El destornillador de Texas
La llegada a Austin tuvo lugar varias horas después del horario previsto. De madrugada. En teoría debía haber un chófer esperándome con un cartel que pusiera mi nombre. No fue así. Llamé por teléfono a la compañía que se encargaba del transporte y me dijeron, o eso entendí yo, que allí estaba el señor tal con su cartulina en la mano. Pensé, por un momento, que no sabía inglés. Que me había inventado mi conocimiento del idioma o que lo había soñado y que no era capaz de entenderme en esa lengua. Me angustié: mi conferencia era en inglés.
Se busca hombre con cartel. Por fin, vacío el aeropuerto y exhausta, arrastrando las maletas y sin saber a dónde dirigirme –había salido a la calle a preguntar a unos y a otros si me esperaban–, vi a un señor que sostenía un cartel para nadie, solo, aburrido, desorientado. El cartel decía algo así como Medicalia o Medicum Alia. Me acerqué a él, más que nada porque era el único ser humano aparte de mí en el aeropuerto, y le pregunté si por casualidad o por suerte no sabía dónde paraban los taxis de la compañía equis –no recuerdo cómo se llamaba–. Yo soy de la compañía equis, me dijo, ya, pero usted espera a Medicalia o Medicum Alia, le dije yo, bueno, tal vez es un error, me dijo él, entonces a lo mejor me espera a mí, me armé yo de esperanza, pues quizás sí, dijo él y me preguntó mi nombre y llamó a la central y le dijeron sí, claro, ese es el nombre, ¿qué cartel cogiste?

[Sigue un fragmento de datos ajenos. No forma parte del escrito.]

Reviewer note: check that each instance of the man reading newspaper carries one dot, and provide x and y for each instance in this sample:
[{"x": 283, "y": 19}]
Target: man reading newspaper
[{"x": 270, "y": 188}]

Setenta y cinco minutos de coche hasta Georgetown. Treinta horas después de salir de Barcelona llegué al hotel, completamente despejada, sin gota de sueño. Pero dormí. Un rato. Hasta que a primera hora de la mañana me despertó el teléfono. Mi anfitriona llamaba para venir a conocerme, entregarme el coche en préstamo esos días e invitarme a la fiesta que esa misma tarde ofrecía en su casa para darme la bienvenida junto a los profesores del departamento de literatura. A las seis. Cena. ¿Cena?
De acuerdo, hay que comer temprano.
Coche automático: desde entonces y para siempre querré coches automáticos. Pero no iba a usarlo para ir a comer al centro, al bonito restaurante italiano del que me habían hablado, porque si bebía vino –por supuesto bebería vino– no podría conducir tranquila; si me pillaban al volante en estado de embriaguez, a saber qué podía pasarme, podían detenerme, podía meterme en un lío. Podía acabar en el corredor de la muerte: a causa de diversas noticias sobre la pena capital en Texas aparecidas en la prensa los días anteriores al viaje, mis amistades bromearon a mi costa y aseguraron que con la homofobia reinante en aquella parte de Estados Unidos tenía muchos números para que me condenaran a la silla eléctrica.
Total, que me fui andando. Y allí no hay aceras. Andando: y hacía un calor justiciero, de domingo peronista, que dicen en mi país de origen, Argentina, otro detalle por cierto que podía no gustar a las autoridades tejanas. Hablando de domingos peronistas, nunca he sabido si se decía porque los domingos soleados eran dignos del dictador y de manifestaciones a su favor, con bombos y cantos (perón perón qué grande sos mi general cuánto valés perón perón qué grande sos sos el primer trabajador) o porque el dictador se llamaba como ese día de la semana.